What’s the uniqueness of documentary filmmaking in comparison with the other genres of filmmaking?

I’ve always felt that life is stranger than fiction. Look at the world right now, Stanley Kubrick could not have created anything even close to Donald Trump, Dr. Strangelove was nothing compared to the surrealism in his public life. In the current edition of ASVOFF we are focusing on interesting documentaries like Bruce Weber on the Italian photographer Paolo di Paolo who took the most amazing reportage photographs but when the newspaper he worked for closed he did not lift his camera for 50 years and his own daughter had no idea what a brilliant photographer her father was. At the age of 95 when he’d not taken photos for 50 years Pier Paolo from Valentino contacted him to take backstage photos at his couture show and the story of his life was told in a poetic and emotionally moving way. More than ever I think people born around the 90’s have a hunger for what went on before them and that has been captured in films like Kingdom of Dreams Part one and two which cover the golden years of fashion, or a documentary on Azzedine Alaia A French Couturier by Olivier Nicklaus or a film on Sisters with Transistors tracing the women in electronic music through the ages or a film on Guy Bourdin the epic photographer are all really immersive and it is like reading an autobiography of someone you admire but set to emotion and with the elements of the image and sound a personal entry into a world that you would not ordinarily be privy to.

What made you take the decision to leave New York City for Paris? How open did you find Paris?
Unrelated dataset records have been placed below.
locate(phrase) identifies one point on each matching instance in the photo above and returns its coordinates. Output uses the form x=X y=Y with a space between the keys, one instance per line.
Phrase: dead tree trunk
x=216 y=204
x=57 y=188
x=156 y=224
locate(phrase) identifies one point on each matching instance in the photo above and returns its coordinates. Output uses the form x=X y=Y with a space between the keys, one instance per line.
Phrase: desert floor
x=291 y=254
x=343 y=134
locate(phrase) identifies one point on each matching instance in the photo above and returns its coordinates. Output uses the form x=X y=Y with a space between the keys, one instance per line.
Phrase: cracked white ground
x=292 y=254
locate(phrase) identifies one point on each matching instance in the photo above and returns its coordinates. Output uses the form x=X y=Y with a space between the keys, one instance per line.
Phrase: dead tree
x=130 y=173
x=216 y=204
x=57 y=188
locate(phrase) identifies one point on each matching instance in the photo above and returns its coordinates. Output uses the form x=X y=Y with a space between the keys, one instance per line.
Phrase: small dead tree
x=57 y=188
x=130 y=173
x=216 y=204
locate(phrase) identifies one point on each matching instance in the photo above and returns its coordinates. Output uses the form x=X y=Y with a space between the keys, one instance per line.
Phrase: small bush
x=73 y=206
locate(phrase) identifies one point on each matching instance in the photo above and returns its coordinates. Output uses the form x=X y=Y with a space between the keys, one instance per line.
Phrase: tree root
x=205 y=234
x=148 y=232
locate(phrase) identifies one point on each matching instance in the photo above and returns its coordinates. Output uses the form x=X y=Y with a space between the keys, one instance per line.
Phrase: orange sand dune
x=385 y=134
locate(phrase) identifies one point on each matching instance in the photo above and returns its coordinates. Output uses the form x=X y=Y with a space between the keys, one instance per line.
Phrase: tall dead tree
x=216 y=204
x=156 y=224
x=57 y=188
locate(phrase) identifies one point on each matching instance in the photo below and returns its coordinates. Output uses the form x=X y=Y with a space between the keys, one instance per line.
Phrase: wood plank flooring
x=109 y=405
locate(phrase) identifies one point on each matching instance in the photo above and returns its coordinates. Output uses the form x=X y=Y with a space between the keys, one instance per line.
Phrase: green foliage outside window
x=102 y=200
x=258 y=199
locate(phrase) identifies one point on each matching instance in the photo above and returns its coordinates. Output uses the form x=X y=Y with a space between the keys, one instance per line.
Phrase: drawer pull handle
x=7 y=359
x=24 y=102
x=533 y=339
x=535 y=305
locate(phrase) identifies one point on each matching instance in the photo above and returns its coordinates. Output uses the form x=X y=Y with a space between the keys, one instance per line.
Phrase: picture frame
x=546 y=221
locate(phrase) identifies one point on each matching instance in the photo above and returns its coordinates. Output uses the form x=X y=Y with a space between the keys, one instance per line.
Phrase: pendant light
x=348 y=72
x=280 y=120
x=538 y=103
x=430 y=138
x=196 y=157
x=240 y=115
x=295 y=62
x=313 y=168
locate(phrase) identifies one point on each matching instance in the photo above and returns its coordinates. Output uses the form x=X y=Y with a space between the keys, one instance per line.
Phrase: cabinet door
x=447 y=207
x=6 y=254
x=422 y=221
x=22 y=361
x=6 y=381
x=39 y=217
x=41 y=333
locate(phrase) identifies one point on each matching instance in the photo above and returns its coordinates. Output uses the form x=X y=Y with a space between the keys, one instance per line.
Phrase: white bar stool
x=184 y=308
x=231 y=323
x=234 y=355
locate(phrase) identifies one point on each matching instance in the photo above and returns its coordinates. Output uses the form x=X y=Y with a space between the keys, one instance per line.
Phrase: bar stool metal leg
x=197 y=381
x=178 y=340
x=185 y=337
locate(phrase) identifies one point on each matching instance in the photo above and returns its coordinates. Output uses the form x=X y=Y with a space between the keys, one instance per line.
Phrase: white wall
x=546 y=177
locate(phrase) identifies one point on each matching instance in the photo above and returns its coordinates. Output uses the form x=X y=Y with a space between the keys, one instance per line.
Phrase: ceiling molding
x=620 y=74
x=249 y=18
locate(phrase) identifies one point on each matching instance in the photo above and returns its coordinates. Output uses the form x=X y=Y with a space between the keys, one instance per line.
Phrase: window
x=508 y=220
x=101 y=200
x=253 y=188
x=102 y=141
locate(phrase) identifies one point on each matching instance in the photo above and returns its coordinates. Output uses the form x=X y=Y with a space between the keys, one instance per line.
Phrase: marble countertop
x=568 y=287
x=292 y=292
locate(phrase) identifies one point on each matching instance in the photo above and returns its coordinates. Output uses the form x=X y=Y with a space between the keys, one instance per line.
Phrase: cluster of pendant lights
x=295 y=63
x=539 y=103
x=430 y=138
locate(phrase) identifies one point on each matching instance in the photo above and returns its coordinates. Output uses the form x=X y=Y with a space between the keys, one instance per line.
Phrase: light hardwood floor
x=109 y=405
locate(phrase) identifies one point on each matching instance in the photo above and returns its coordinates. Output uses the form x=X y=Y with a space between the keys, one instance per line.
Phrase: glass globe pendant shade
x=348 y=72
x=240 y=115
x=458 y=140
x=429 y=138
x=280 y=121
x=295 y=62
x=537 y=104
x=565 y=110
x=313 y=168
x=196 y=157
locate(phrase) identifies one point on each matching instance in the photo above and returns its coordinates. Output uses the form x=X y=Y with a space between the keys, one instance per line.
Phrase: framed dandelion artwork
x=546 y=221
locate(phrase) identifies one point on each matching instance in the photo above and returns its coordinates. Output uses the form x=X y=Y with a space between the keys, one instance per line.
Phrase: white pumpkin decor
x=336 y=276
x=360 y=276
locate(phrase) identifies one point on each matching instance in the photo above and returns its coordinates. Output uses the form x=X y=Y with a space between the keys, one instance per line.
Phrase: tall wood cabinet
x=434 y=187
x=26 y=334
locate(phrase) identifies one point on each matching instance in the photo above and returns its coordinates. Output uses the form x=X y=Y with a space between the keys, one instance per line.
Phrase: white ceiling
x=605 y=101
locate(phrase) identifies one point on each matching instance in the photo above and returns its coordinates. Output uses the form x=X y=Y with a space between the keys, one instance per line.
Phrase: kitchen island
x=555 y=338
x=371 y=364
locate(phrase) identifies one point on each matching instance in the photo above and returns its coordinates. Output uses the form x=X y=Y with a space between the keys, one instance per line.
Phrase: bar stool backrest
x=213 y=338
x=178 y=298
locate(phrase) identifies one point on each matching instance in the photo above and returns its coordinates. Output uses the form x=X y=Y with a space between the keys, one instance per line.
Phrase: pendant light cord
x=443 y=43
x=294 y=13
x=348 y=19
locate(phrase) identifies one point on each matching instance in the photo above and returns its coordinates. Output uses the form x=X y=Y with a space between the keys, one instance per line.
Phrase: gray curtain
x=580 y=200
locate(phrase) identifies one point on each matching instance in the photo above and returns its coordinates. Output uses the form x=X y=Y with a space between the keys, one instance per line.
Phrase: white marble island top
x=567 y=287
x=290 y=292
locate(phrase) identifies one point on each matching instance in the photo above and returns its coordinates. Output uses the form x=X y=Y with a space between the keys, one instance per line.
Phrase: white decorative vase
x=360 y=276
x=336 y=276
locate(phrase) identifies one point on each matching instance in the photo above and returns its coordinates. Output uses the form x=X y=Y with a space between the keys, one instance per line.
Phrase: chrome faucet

New York in the end of 1990 was like Blade Runner in the worst of ways, 80% of my neighbourhood was dead or dying from AIDS, the homeless situation was out of control, drugs were rampant as was crime and as a fashion designer, which is what I was at that time, this just was not inspiring. I thought about leaving for at least 4 years before I took the leap across the ocean with no strategy and no plan other than I could not stand living in New York anymore. As for Paris being open…absolutely not. In New York, the NYC that I knew, we embraced foreigners, in Paris, they repel them. It was tough the first three years, but I was determined to stick it out. Thirty-two years later I am still here.

What is the story behind the creation of ASVOFF and its merging forms of art?

I studied film, that is what I got my degree in all those decades ago, I had my own brand as a fashion designer in New York for 13 years and in between I worked a little bit as a costume designer for films and understood that there was a fear of fashion for most directors and by putting together ASVOFF, the first festival actually was in 2006 and it was called You Wear it Well, I wanted to show how one supports the other so in a way it was joining a circle, a circle that was my life experience. I like to support fashion designers and filmmakers but more than anything what ASVOFF really is, it is a cultural event: fashion, culture, film. It is not about advertising or celebrity it is about creation.